Crypto-specific regulations in this area are virtually certain in 2019. A consortium of countries are already planning to abide by the framework in development by the Financial Action Task Force. This group is planning a June 2019 release of a proposed regulatory plan, and will then be tasked with enforcing it. Member states who fail to meet specific criteria may be restricted from accessing the global financial system. Such regulations may endanger privacy coins in the name of anti-terrorism and anti-money laundering. This also doesn’t even address the tax implications of privacy coins. The IRS always gets its money, and people attempting to hide or circumvent tax laws through cryptocurrency will only cause the agency to strengthen its resolve.
That said, technology always seems to be one step ahead. It remains to be seen whether the US Government could even stop these privacy coins if they wanted to. Without having the ability to identify parties on either side of the transaction, it’s difficult to prosecute anyone who would hold such coins. The primary target of enforcement would likely be against the exchanges or other services facilitating their transfer. Again, expect this to be an area of focus in 2019.
Let’s all agree to never have another Bitconnect again. The memes are great and all, but it’s just not worth the black eye it leaves on the industry.
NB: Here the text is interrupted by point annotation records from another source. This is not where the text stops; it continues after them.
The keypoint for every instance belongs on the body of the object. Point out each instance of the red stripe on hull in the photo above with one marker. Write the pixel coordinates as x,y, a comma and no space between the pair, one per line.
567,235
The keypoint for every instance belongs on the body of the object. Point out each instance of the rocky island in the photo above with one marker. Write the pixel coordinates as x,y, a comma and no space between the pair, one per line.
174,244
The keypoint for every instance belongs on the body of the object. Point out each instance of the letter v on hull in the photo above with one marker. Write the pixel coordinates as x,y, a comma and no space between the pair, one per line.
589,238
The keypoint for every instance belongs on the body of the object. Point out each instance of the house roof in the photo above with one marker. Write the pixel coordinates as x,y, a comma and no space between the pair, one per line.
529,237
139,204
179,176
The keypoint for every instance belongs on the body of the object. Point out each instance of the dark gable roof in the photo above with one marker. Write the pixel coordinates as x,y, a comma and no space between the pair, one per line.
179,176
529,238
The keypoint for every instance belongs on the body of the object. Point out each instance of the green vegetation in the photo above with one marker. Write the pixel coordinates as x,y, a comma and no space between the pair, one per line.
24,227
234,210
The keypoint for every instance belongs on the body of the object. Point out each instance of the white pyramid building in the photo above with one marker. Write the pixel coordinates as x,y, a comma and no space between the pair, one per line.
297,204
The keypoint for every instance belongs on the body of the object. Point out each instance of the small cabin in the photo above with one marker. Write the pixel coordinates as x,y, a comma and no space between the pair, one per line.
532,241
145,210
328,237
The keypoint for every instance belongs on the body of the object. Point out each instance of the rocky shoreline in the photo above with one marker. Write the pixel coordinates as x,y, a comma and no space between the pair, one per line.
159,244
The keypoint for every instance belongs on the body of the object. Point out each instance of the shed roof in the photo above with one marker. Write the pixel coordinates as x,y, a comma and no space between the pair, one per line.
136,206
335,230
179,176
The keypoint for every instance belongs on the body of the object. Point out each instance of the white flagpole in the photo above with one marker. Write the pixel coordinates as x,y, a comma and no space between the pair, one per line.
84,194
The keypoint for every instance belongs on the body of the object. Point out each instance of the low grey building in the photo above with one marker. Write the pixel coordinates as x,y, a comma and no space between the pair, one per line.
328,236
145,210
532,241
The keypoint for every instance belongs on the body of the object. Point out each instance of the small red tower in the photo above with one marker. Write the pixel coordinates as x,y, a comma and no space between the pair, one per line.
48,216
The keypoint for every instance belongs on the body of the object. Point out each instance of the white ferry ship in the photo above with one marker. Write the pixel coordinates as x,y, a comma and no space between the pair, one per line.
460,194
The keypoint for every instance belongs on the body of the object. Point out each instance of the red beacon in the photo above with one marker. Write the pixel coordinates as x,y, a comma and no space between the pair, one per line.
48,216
While most know the story behind the company, for those that don’t, Bitconnect was an obvious scam from the start. The company promised guaranteed returns (hello Ponzi scheme) and used an actual picture of a pyramid to describe its referral program in its official investor presentation. And yet it had a nearly $3 billion market cap at its peak. Yes, billion. It has unsurprisingly tanked to near oblivion, and a lot of people lost their money.
I believe governments will seek to allow ICOs to operate in some form. The positive fundraising elements are too important and too useful to ignore. However, many of the securities regulations in place – the ones that ICOs are currently attempting to circumvent – are ultimately in place to protect unwitting consumers from themselves. We saw those results during the last bull rush. Investors in crypto were throwing money at hype without any regards to the underlying product. Coins without an actual working blockchain, with nothing but a mediocre white paper and a team of “advisors” that may or may not have had anything to do with the product in the first place, were raising hundreds of millions of dollars within days.
That said, the hope is that regulations don’t swing the pendulum too far to the other side. Right now, that current “accredited investors” standard would bar most current crypto investors from partaking in an ICO. Eliminating that demographic from the ICO investor pool would certainly harm the growth of crypto. I also expect companies to embrace securities regulations and we see the highly predicted rise of security tokens and their related offerings.
2019 will certainly be a defining year for cryptocurrency regulations. Countries such as Malta and Switzerland have embraced the technology, developed pro-crypto regulatory frameworks, and have reaped the rewards. Various countries around the world are now beginning to follow suit – the United Kingdom, India, and even Iran. Let’s hope the US follows suit with a balanced approach that fosters more industry growth.